Some Las Vegas contractors are having trouble hiring workers

Carpenters frame a home at a residential construction site in the west side of the Las Vegas Valley in Las Vegas, April 5, 2013.

With construction picking up in Las Vegas, some contractors are having trouble finding qualified workers.

Sean Stewart, executive vice president of the trade group Associated General Contractors of Las Vegas, said most of his group’s members are recruiting regionally because they can’t always find enough qualified workers in Nevada.

They also are poaching workers from other firms, said Stewart, who spoke at a news conference today at the Nevada State Contractors Board offices in Henderson to discuss construction labor shortages.

Ken Simonson, chief economist for the Associated General Contractors of America, said contractors in Nevada “have not been immune from the kind of hiring challenges plaguing firms in many other parts of the country.”

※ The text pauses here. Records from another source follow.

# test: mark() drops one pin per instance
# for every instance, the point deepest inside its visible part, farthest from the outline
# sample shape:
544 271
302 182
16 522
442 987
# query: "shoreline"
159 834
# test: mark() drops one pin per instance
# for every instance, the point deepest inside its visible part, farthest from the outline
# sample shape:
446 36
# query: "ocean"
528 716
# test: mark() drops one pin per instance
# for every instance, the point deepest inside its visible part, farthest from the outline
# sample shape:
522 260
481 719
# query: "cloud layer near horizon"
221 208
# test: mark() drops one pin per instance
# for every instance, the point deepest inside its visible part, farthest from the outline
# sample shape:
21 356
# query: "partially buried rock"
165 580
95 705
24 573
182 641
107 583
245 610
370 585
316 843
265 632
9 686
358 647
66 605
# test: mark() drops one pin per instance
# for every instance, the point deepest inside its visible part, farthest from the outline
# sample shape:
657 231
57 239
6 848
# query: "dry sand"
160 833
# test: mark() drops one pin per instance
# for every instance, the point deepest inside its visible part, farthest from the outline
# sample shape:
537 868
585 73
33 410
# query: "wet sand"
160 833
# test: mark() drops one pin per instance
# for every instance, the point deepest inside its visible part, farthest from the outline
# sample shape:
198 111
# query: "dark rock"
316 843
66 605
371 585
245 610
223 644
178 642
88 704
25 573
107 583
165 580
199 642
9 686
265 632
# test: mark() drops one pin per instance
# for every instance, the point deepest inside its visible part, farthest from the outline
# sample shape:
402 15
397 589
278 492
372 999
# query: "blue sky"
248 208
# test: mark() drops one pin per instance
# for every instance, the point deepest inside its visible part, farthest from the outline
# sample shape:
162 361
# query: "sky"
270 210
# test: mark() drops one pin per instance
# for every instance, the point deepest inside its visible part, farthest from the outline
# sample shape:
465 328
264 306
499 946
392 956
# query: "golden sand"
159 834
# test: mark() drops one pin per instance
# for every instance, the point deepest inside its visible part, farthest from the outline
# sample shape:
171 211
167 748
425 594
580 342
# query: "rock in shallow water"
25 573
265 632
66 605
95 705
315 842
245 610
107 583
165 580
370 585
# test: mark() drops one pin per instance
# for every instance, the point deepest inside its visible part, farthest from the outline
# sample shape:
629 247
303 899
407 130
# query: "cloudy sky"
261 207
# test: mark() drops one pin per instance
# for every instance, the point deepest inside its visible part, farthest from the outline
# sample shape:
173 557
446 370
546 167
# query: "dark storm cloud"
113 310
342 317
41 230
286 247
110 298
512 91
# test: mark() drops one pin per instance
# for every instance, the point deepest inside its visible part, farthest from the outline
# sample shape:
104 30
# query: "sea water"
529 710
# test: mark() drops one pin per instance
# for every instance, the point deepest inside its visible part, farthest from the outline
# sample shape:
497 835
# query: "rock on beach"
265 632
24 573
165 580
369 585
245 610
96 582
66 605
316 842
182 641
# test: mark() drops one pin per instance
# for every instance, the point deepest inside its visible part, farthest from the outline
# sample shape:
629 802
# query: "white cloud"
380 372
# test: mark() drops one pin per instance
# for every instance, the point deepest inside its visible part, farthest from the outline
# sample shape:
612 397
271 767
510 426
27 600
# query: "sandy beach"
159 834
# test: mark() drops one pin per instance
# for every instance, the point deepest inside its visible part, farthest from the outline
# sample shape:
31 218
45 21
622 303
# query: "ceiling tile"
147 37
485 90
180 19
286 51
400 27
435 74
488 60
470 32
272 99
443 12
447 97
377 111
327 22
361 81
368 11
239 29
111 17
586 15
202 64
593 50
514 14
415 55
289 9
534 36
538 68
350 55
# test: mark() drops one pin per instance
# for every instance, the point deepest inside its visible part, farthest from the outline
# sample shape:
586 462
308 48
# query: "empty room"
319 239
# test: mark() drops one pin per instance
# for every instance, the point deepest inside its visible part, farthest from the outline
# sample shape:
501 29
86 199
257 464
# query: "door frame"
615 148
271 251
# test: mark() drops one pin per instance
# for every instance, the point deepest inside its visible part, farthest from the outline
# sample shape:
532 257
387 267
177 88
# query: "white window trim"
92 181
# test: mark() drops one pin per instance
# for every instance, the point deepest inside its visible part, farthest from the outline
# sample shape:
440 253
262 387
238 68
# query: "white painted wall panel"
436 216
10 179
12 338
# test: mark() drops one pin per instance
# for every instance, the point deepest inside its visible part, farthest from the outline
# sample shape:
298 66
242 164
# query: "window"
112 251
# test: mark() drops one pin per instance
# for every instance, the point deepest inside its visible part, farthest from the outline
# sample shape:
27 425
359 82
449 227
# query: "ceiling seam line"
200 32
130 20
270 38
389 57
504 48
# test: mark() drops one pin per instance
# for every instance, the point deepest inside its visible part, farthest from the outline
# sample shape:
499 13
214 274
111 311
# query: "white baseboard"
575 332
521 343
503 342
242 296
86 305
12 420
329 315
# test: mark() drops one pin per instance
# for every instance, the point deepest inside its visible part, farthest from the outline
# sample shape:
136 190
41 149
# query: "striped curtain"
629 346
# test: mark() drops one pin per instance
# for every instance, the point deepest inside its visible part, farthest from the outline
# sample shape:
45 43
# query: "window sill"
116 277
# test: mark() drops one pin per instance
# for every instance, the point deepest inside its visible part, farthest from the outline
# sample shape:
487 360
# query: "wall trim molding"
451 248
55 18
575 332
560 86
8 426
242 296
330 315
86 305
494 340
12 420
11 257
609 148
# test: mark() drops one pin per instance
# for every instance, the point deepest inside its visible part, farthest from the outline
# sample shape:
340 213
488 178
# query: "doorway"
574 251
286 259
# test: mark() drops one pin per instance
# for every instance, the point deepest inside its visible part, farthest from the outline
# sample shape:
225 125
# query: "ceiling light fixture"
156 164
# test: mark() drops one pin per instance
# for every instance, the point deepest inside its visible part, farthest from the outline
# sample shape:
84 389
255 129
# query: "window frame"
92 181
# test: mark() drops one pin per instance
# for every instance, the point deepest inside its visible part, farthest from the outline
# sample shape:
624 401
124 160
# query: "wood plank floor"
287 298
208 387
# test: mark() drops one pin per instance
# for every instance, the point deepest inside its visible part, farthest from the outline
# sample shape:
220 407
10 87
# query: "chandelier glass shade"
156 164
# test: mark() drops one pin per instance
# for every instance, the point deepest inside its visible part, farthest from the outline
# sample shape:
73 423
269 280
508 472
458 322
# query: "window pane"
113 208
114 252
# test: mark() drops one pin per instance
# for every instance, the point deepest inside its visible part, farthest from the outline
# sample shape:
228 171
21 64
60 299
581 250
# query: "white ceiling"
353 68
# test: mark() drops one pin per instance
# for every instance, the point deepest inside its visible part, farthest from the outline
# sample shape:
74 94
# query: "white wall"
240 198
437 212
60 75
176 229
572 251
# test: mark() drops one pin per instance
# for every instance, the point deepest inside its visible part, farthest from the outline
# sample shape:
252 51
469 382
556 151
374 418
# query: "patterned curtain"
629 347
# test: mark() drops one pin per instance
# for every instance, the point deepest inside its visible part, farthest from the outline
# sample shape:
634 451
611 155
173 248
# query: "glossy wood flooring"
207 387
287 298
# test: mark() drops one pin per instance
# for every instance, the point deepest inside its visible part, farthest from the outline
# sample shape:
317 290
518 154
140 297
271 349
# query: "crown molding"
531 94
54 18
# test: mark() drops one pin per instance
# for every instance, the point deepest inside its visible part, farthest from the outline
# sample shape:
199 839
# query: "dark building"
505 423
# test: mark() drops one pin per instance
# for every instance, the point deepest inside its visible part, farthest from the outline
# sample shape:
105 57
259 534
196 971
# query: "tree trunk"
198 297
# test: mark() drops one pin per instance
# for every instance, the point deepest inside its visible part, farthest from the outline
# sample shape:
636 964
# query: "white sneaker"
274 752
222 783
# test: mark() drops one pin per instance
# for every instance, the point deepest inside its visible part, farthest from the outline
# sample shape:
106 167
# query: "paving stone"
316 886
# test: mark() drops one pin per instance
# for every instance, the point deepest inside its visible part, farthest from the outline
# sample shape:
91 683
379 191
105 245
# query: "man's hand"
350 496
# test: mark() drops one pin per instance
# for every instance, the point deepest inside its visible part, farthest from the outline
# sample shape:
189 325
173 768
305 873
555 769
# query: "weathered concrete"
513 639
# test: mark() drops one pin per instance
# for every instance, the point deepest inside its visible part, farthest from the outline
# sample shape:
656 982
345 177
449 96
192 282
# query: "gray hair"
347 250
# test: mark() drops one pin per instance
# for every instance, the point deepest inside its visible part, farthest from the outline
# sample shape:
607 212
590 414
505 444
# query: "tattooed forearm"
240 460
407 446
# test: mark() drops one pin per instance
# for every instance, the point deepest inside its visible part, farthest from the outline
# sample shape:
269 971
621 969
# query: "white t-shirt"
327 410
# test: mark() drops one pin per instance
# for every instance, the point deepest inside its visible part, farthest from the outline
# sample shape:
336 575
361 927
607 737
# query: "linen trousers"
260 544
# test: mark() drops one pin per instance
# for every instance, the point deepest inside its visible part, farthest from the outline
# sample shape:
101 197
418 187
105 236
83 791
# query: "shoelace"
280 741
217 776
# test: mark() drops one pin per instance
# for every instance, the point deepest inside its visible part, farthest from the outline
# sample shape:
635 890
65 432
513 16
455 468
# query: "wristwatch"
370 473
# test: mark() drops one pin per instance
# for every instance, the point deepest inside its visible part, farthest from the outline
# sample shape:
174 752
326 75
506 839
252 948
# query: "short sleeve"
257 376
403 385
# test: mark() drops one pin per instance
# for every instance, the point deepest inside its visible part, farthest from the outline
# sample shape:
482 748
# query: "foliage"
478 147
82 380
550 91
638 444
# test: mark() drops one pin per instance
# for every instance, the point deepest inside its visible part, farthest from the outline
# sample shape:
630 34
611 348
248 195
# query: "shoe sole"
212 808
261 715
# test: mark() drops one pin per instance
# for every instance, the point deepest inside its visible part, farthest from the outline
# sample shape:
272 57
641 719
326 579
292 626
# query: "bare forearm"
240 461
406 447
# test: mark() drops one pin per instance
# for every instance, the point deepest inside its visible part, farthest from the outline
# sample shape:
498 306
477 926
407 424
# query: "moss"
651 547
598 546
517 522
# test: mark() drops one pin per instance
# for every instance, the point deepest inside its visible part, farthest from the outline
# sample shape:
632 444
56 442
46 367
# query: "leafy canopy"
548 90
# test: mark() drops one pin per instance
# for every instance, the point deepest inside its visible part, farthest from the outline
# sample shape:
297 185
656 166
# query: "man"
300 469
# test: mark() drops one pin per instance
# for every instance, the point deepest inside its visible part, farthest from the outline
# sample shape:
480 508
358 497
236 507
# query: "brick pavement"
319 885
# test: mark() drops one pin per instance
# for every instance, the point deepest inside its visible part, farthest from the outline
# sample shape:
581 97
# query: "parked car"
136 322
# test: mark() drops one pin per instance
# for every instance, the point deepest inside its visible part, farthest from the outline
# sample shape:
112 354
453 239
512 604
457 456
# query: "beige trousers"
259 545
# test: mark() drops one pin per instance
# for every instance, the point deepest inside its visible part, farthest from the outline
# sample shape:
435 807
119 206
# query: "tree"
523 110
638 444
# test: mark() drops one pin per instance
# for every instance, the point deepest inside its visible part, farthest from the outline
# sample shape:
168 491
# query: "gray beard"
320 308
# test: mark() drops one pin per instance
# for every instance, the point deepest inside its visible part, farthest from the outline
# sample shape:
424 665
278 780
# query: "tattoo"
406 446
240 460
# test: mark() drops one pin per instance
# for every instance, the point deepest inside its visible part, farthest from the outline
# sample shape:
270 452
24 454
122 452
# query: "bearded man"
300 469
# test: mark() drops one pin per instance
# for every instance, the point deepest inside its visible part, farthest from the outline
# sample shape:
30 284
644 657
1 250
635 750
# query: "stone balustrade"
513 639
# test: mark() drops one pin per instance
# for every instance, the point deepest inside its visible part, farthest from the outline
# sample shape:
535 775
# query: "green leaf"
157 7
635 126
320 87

The Las Vegas area had 43,600 construction workers as of September, up 22 percent from two years earlier, according to the Associated General Contractors of America.

But employment levels remain far below the boom years, when easy financing spurred a wild upswing in construction. Even in spring 2008, as the market was heading south, the valley had 94,500 construction workers, more than twice today’s levels.

“It’s been a slow recovery here in Las Vegas,” Stewart said.

Some 83 percent of U.S. contractors are having difficulties filling trade-worker positions, while 61 percent are having trouble filling site-management and office jobs, according to a survey released last month by the Associated General Contractors of America.

More than 1,000 construction firms, including eight based in Nevada, took part in the survey. Among the eight Nevada firms, four reported they couldn’t easily find qualified tradesmen.